Enfin, le reportage se termine sur un commentaire égrénant les montants que recevront les bénéficiaires et le nombre de personnes concernées par cette mesure. Ce commentaire est illustré par des images de files d'attente dans un centre des Caisses d'Allocations Familiales et de guichets. En mettant en avant les lieux où sont accueillis les allocataires de revenus minimums, le reportage privilégie une vision des allocataires sociaux comme des assistés. Il écarte d'autres images qui auraient pu être utilisées pour représenter ceux qui bénéficiaient jusqu'alors le RMI : des personnes vivant dans des conditions précaires faute d'emploi.

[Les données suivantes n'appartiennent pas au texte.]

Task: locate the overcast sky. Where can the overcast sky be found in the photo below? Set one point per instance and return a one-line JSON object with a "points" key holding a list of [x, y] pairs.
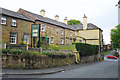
{"points": [[102, 13]]}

Possédant surtout une portée pédagogique, le reportage s'attarde peu sur les critiques émises contre le RSA. Ces critiques sont mentionnées fugacement et la seule personnalité publique qui évoque le RSA est son principal concepteur, Martin Hirsch. Ce dernier défend bec et ongles son projet. Les journalistes n'ont pas cherché à trancher ce débat. Or, comme le reportage l'indique, le RSA avait déjà été expérimenté dans plusieurs départements et ces expériences pouvaient offrir des premiers éléments de réponse.

Victor Pereira

Transcription

Présentatrice
En France, ce 1er juin marque la fin de 20 ans de RMI, remplacé aujourd’hui par le RSA, le revenu de solidarité active. Déjà expérimenté dans plusieurs départements, le dispositif est maintenant généralisé à l’ensemble de la France. Pour les RMIstes, pas de changement. En revanche, les travailleurs aux revenus les plus bas pourront cumuler salaire et allocations, Sophie Roland.
Sophie Roland
Karima va faire partie des nouveaux bénéficiaires du RSA. Depuis janvier, elle travaille à temps partiel pour un salaire de 740 € par mois, à peine de quoi payer son loyer. Elle va bientôt toucher un revenu complémentaire dont elle ne connaît pas encore le montant.
Karima
C’est sûr que ça va être un plus pour moi. Parce que là, si je reste avec le salaire que j’ai, c’est comme si... c’est le même salaire que j’avais quand je ne travaillais pas. Là, vraiment c’est très motivant, ce RSA, c’est vraiment très motivant.
Sophie Roland
Objectif du RSA, améliorer le pouvoir d’achat des plus de 25 ans qui gagnent moins de 880 € par mois et inciter les bénéficiaires du RMI à reprendre un travail sans être perdants financièrement. Mais selon certains syndicats, le RSA pourrait encourager les employeurs à développer le temps partiel. Une critique balayée par Martin Hirsch, à l’origine du dispositif.
Martin Hirsch
On se dit, les gens en difficulté, on commence par les aider. Et puis deuxième manche du combat, on essaie de convaincre les employeurs de faire moins de temps partiel ; C’est vrai quelquefois dans les collectivités locales. Mais je ne vois pas pourquoi on prendrait en otage les gens à temps partiel en leur disant : écoutez, on ne va pas vous aider parce qu’on est contre le temps partiel. Et je pense que des gens qui passent de l’inactivité au temps partiel avec un complément de revenu, c’est un bon chemin pour pouvoir s’en sortir.
Sophie Roland
Pour ceux qui retrouvent un emploi, le montant du RSA dépendra du salaire et de la situation familiale. Les bénéficiaires pourront toucher entre 25 et 500 € par mois. 3 millions de ménages sont concernés par le dispositif. Financé par l’Etat et les départements, le RSA devrait coûter près de 10 milliards d’euros par an.